PhaseM-row rangeWhat it shipped
Phase 1 (RECORD) — out-of-scope post-M222M0-M14original HTTPS-proxy recording path; rescoped to subprocess-driver
Phase 2 (REPLAY)M15-M50trace schema, replayer, mock harness, hook+skill projection
Phase 3 (DISTILL — function-scale)M51-M100MultiPL-E-Rust HumanEval bench, function-scale parity measurement (n=5, 1.0000)
Phase 4 (project-scale prep)M101-M150fixture authoring for project-scale; differ enhancements; bidirectional sensitivity
Phase 5 (ARENA — project-scale)M150-M234Arena runner, calibration-and-scale corpus, first arena scores
Phase 6 (UNDER-CONTRACT)M250-M294compliance-enforced dispatch, V1_004 chain, Coder-finetune-distribution finding

Notable M-rows

  • M9 — regression corpus added (bidirectional sensitivity)
  • M15 — schema v2 (hook_event + skill_invocation)
  • M16FALSIFY-CCPA-007 hard-blocking corpus coverage gate
  • M150 — first measured function-scale parity (n=5, 1.0000)
  • M194-M210 — Arena runner Phase 5 P5.1-P5.5
  • M222 — RECORD path out-of-scope directive (rescope to subprocess-driver only)
  • M230FALSIFY-CCPA-008 flipped to ADVISORY after M196-M224 four-bug-stack revealed meter under-sensitivity
  • M234 — Popperian-falsification of static-fixture as project-scale predictor (claude 1/5, apr code 0/5)
  • M236FALSIFY-CCPA-019 (calibration_required_before_verdict) introduced
  • M280 — Phase 6 CCPA project SUSPENSION declared (1.5B model below testability floor)
  • M286 — M32d MoE KV cache shipped (19× speedup; unblocks V1_004)
  • M287 — greedy baseline pattern; uniform driver_error on 30B-Coder
  • M291 — sub-bench B pattern shift; driver_errororacle_failed_after_max_turns
  • M292ArenaOutcome::AgentTextLoop detector (Gap 3 closure)
  • M293PHASE6_MAX_CONSECUTIVE_TEXT_TURNS env var wiring
  • M294 — finetune-distribution A/B; non-Coder Qwen3-30B-A3B-Instruct-2507 confirmed at smoke level

How M-rows are tracked

Each M-row gets a row in docs/specifications/milestones-mNNN-mMMM.md. The row body explains:

  • What was shipped
  • Why (motivation, prior M-row references)
  • Acceptance criteria (tests, evidence, contract entries)
  • Cross-references (PR numbers, evidence file paths)
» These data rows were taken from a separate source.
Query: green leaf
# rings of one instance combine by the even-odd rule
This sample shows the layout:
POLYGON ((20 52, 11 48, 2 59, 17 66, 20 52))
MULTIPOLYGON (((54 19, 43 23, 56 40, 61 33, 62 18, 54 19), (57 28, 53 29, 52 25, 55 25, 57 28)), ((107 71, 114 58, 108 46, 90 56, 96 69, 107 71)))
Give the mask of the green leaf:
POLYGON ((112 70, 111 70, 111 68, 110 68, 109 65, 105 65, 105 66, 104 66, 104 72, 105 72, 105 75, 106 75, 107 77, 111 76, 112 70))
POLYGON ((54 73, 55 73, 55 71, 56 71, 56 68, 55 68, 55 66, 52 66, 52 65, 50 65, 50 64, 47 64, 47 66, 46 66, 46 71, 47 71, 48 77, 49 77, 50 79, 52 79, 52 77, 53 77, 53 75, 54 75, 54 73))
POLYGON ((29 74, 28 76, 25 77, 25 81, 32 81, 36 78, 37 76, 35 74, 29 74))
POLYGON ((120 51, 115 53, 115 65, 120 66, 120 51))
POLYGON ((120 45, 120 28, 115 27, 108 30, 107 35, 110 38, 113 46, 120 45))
A doc-drift detector (scripts/check-doc-drift.sh) asserts that the milestone counter on 5 cross-reference surfaces (README, CONTRIBUTING, top spec, status-snapshots, milestones doc) all agree.

Operator-coordinated vs autonomous M-rows

  • Autonomous — anything that doesn't require operator-only data (compute budget, model-class decision, contract amendment). The autonomous ship-cycle (per CLAUDE.md) ships these continuously without check-in.
  • Operator-coordinated — anything that needs operator-only data: dispatching benches, deciding model class, amending contract gates. The substantive→mechanical→substantive cadence pauses ONLY for these.